Pimavanserin is the most highly selective 5-HT2A inverse agonist, has no affinity for dopaminergic, muscarinic, adrenergic, or histaminergic receptors, and is the only FDA-approved treatment of hallucinations and delusions associated with PDP. In a clinical trial, participants with PDP were randomly assigned to receive pimavanserin (n = 105; 40 mg daily) or placebo (n = 94), for 6 weeks.42 The primary efficacy measure was the Scale for the Assessment of Positive Symptoms for Parkinson’s Disease Psychosis (SAPS-PD) which includes questions covering specific types of hallucinations and delusions. At 6 weeks, individuals treated with pimavanserin had improvement on the SAPS-PD compared with those treated with placebo. Secondary outcomes were also significantly improved with pimavanserin treatment compared with placebo (Table 2).42 The most common side effects included nausea, constipation, peripheral edema, gait disturbance, and hallucinations.
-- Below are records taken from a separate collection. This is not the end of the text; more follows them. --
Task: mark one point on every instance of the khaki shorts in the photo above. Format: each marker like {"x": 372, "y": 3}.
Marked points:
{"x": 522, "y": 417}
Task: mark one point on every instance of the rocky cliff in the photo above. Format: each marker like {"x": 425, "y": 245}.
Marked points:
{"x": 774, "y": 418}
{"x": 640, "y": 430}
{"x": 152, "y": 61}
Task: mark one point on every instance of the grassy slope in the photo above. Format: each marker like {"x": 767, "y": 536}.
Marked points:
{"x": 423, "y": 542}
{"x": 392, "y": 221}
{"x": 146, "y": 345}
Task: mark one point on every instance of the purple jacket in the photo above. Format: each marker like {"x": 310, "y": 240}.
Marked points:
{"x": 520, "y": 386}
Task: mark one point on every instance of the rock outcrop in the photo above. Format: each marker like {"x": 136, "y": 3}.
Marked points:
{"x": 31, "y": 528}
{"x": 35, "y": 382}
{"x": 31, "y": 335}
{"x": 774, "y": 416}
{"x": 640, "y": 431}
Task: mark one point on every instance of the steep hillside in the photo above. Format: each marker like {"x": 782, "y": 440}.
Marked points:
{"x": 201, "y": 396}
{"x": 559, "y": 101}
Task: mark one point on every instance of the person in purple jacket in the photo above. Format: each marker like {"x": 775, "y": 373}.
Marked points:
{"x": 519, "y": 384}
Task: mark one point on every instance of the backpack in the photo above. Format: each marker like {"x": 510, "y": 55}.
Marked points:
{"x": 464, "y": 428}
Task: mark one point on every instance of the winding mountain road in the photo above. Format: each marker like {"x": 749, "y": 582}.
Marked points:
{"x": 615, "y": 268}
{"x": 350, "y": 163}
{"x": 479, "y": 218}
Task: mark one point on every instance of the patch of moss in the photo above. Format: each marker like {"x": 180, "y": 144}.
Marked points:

Pimavanserin did not worsen motor function in individuals with PDP.43

There is a risk of QT prolongation and serious arrhythmia associated with pimavanserin noted in the warnings and precautions section of the drug label. Risk factors for QT prolongation include age more than 65, preexisting cardiovascular abnormalities, female sex, and electrolyte abnormalities. Pimavanserin increases the QTc interval by 5 to 8 msec; whereas, quetiapine increases QTc interval by 6 to 15 msec, and clozapine increase it by 10 msec.44 Given the efficacy data and tolerability and safety profile, pimavanserin may be started at symptom onset as a first-line agent for the treatment of PDP. Treatment of PDP should always be individualized, but the use of concurrent antipsychotics should be strongly discouraged because this has been associated with increased incidence of antipsychotic drug-related events, stroke, falls, infections, and worsening of PD motor symptoms.38

Future Directions

New treatments for PD provide clinicians and patients with new options and improved ability to manage the off period that occurs with prolonged levodopa treatment. Novel indications provide robust data for conditions that previously lacked appropriate treatment, such as PDP and nOH. New formulations and novel delivery mechanisms provide clinical benefit with better efficacy, tolerability, and reduction of disability.

We remain hopeful about future therapeutic options that potentially include long acting catechol-O-methyl transferase (COMT) inhibitors, subcutaneous apomorphine, and subcutaneous levodopa infusions aimed at reducing off time. Nondopaminergic medications such as istradefylline (a selective antagonist at the adenosine A2A receptor) provide novel and intriguing targets in the management of PD. Finally, we remain optimistic for the “holy grail” of movement disorders—medications that provide true disease modification and halt or slow the progression of neurodegeneration.